Margaret est née le 7 juillet 1945 à Berlin. Elle n'a que 16 ans lorsqu'elle décide de quitter son pays natal pour l'Italie afin d'y entamer une carrière de mannequin, une décision qui avouait-elle a fait peur à sa famille qu'elle laissait derrière elle. Mais prudente Margaret n'abandonne pas pour autant ses études et sort diplômée en littérature. En Italie sa beauté ne laisse personne indifférent. Point étonnant que le cinéma lui fasse très vite de l'oeil. Du mannequinat au grand écran il n'y a qu'un pas très facilement franchissable pour une si aussi belle jeune fille. Elle tourne ses deux premiers films entre 1961 et 1962, Défense d'y toucher auprès d'Ugo Tognazzi et L'ile des filles perdues de Domenico Paolella dans
lequel elle n'a pas peur de bousculer les tabous en tombant amoureuse d'un homme de couleur. 1962 est également l'année où elle s'installe définitivement à Rome et obtiendra la nationalité italienne. Dans les années 60 c'est surtout dans la comédie qu'elle se fait remarquer en tournant avec Toto (Toto di notte N°1), le tandem Ciccio et Ingrassia (Gli Imbroglioni / Les filous font la loi) et de nouveau Ugo Tognazzi pour I magnifici tre. On la voit aux cotés de Maurice Chevalier dans Un américain à Rome de Giuliano Carnimeo tandis que dans Un coeur plein, les poches vides elle joue aux cotés de Gino Cervi et Senta Berger. Elle brise à nouveau les tabous dans Eva s'éveille à l'amour de Gerry O'Hara en
incarnant une jeune fille ayant attrapé une MST.

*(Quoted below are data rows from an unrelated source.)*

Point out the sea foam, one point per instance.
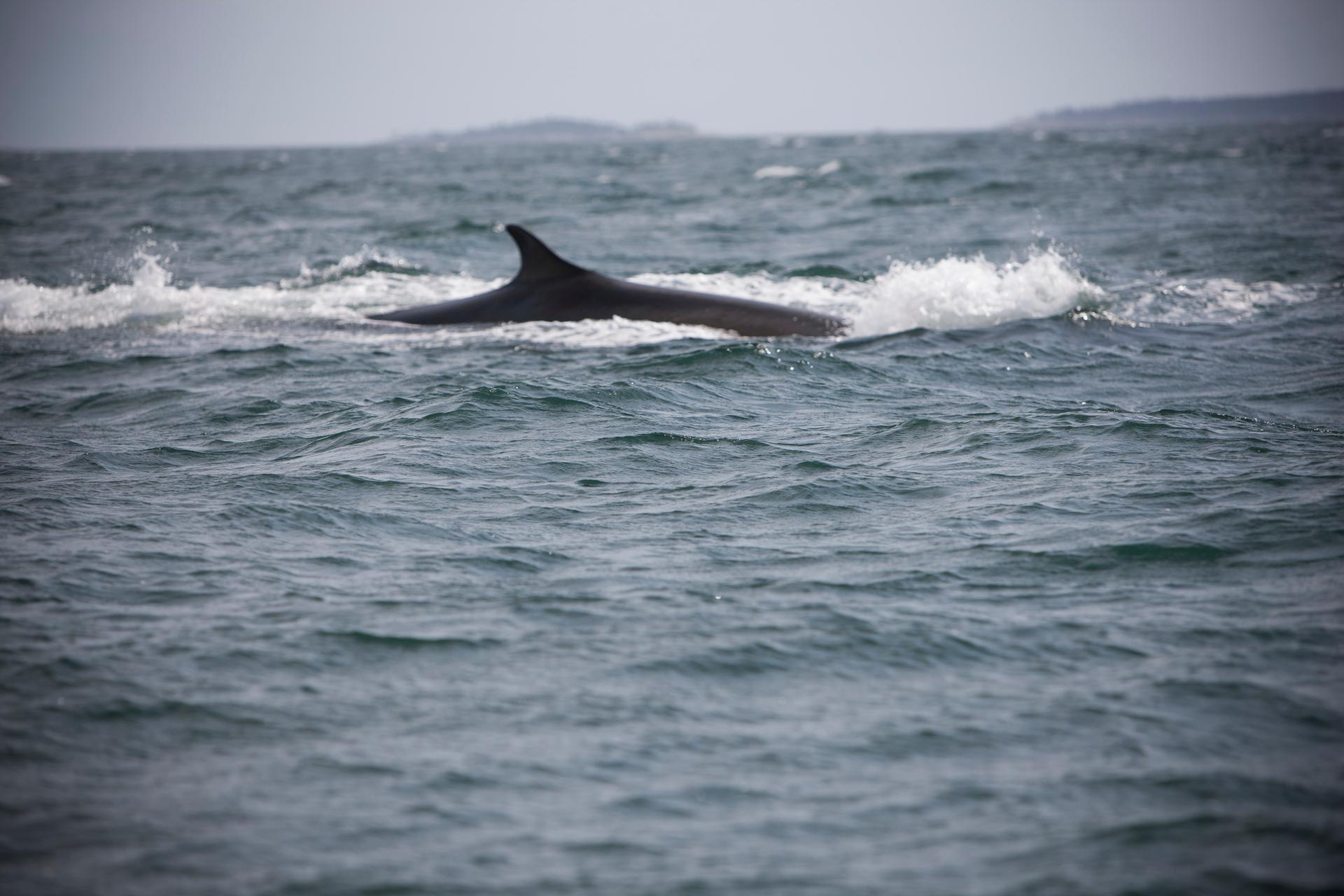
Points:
(946, 293)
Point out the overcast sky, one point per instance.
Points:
(187, 73)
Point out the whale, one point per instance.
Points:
(547, 288)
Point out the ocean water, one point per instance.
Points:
(1030, 584)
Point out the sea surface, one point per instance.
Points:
(1032, 583)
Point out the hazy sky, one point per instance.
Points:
(191, 73)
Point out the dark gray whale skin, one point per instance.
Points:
(547, 288)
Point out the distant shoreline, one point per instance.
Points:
(1288, 108)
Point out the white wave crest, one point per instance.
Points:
(936, 295)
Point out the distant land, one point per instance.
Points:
(553, 131)
(1323, 105)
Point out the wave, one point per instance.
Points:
(949, 293)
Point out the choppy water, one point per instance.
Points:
(1028, 586)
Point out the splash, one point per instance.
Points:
(937, 295)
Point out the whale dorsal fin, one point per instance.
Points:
(539, 262)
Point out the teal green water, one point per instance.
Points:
(1028, 584)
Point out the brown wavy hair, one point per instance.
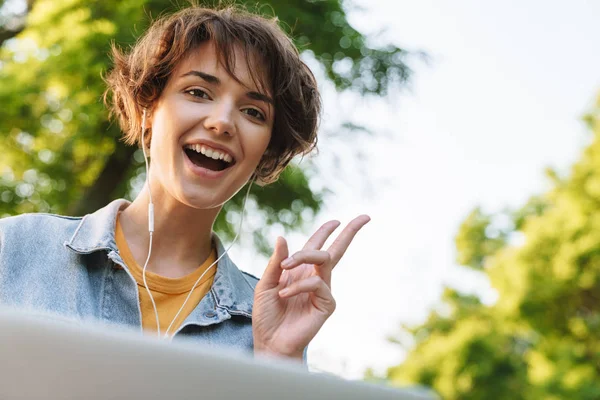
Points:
(140, 75)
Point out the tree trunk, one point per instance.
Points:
(103, 190)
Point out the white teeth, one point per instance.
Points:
(208, 152)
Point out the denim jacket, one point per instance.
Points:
(71, 267)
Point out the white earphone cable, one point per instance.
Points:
(150, 223)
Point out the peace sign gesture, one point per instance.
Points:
(293, 299)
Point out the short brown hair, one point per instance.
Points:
(140, 75)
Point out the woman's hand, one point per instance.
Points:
(293, 299)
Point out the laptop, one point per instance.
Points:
(43, 358)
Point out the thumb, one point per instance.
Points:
(273, 271)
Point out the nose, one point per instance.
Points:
(220, 120)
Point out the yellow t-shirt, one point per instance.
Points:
(169, 293)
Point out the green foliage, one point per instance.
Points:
(61, 154)
(539, 341)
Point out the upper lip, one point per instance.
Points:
(214, 146)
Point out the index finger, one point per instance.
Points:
(318, 239)
(341, 243)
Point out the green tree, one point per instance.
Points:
(539, 340)
(60, 153)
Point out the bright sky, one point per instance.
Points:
(500, 101)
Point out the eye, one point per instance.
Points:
(198, 93)
(253, 112)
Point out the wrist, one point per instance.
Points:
(266, 352)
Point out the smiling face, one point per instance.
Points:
(209, 131)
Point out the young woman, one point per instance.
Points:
(218, 98)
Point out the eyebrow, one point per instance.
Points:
(214, 80)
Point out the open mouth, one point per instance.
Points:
(207, 158)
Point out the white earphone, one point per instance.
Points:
(151, 232)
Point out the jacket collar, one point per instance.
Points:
(231, 289)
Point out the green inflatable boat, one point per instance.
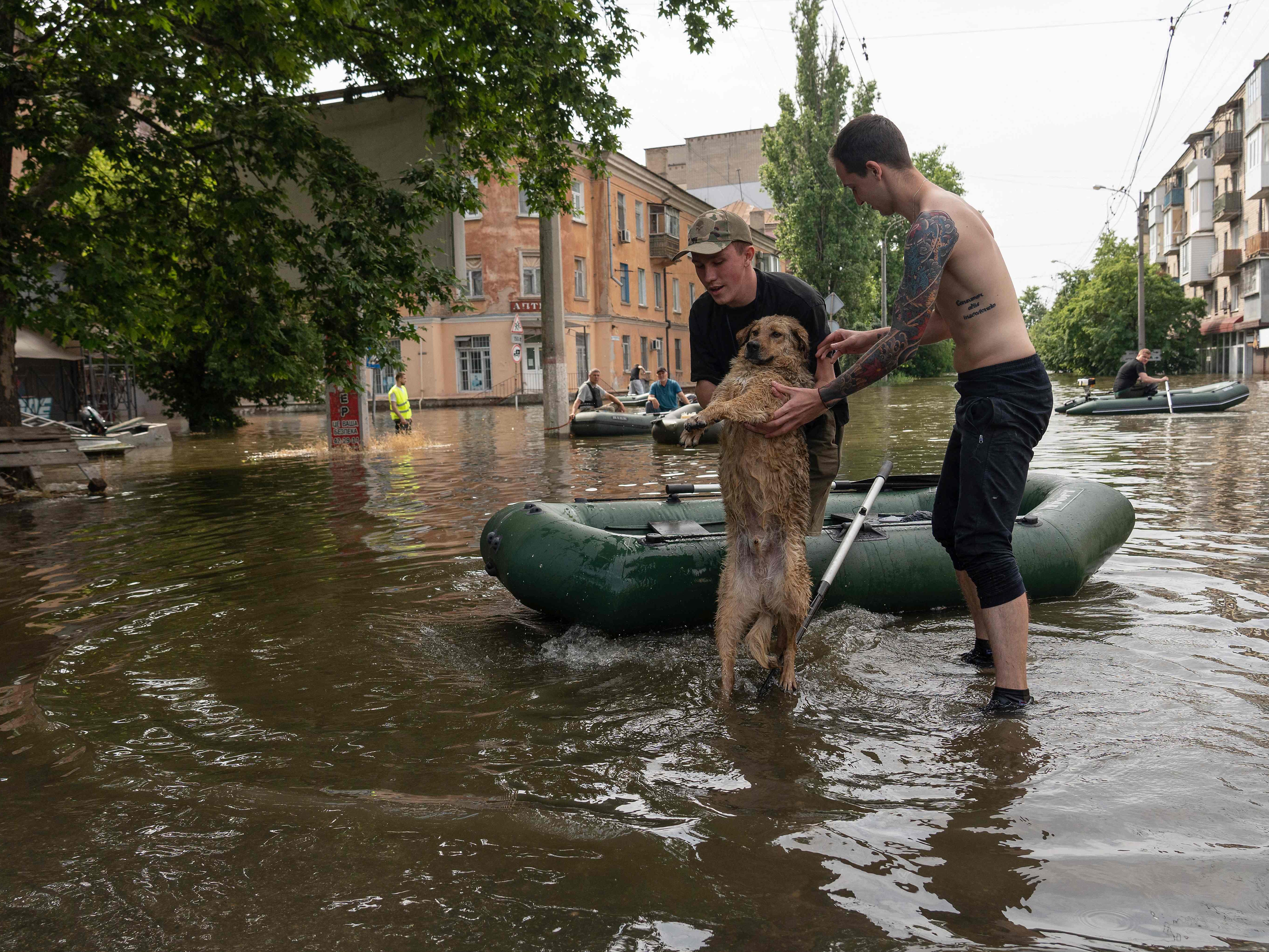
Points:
(669, 428)
(610, 423)
(1211, 398)
(629, 565)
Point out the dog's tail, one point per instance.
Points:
(759, 640)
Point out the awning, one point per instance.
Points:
(37, 347)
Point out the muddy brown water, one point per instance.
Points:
(265, 699)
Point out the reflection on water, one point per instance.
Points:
(268, 695)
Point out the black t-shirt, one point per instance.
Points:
(714, 328)
(1129, 375)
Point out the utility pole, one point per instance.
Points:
(1141, 263)
(885, 256)
(555, 362)
(1141, 277)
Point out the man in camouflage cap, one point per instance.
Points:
(723, 252)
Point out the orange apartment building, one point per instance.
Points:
(626, 303)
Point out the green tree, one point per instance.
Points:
(1032, 305)
(828, 241)
(162, 148)
(1093, 322)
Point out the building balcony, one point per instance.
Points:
(1226, 149)
(1226, 262)
(1228, 206)
(663, 245)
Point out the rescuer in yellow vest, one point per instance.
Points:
(399, 405)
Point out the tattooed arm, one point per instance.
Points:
(929, 244)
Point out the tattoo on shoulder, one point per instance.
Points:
(926, 253)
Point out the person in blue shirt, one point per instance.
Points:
(665, 394)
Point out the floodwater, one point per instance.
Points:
(268, 699)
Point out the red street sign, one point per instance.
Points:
(344, 422)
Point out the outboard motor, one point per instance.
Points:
(92, 421)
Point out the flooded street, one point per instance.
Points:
(268, 697)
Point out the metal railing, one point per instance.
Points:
(1228, 206)
(1225, 150)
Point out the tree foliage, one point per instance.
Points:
(1093, 322)
(162, 149)
(825, 238)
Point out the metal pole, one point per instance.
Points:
(885, 249)
(1141, 278)
(555, 361)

Si elle poursuit parallèlement sa carrière de modèle et pose très souvent nue pour de très nombreux magazines de mode, de cinéma et pour des revues spécialisées pour hommes Margaret apparait aussi dans bon nombre de spots publicitaires dont le plus célèbre reste celui des apéritifs Punt e Mes (dont elle est aussi le visage) pour lesquels elle interprète aussi la chansonnette qui accompagne la publicité. Ces spots sont d'autant plus fameux qu'ils sont diffusés dans une des émissions télévisées les plus regardées d'alors, Carosello, un programme court éducatif destiné aux enfants. Son heure de gloire arrive
cependant en 1968 lorsqu'elle remporte le titre de Lady Europea organisé à Cortina. Ce titre la propulse à la une de tous les journaux qui s'empressent de vouloir en savoir plus sur cette nouvelle reine de beauté au coeur toujours à prendre. Car oui, Margaret est toujours célibataire et n'a aucune intention de se marier. Elle clame haut et fort que les hommes l'ennuient. Pour elle ils sont tous égocentriques, empêchent les femmes de faire ce qu'elles veulent, de travailler et d'affirmer leur personnalité. L'amour est beau mais il me fait peur confessait-elle en 1965 lors d'une interview, en conséquence de cause puisque durant son enfance elle a vu ses parents se déchirer, leur mariage s'étioler au fil du temps. Cela a
renforcé ses envies de vivre libre, sans contrainte, seule. En outre Margaret ne sait pas cuisiner. Elle ne sait faire que le café et encore... il faut savoir doser le sucre ajoutait-elle, taquine! Margaret en fait n'a qu'un seul amour dans la vie, une seule passion: les voitures de courses, les petits bolides. La vitesse la fascine. Sentir son pied écraser l'accélérateur est pour elle une sensation unique.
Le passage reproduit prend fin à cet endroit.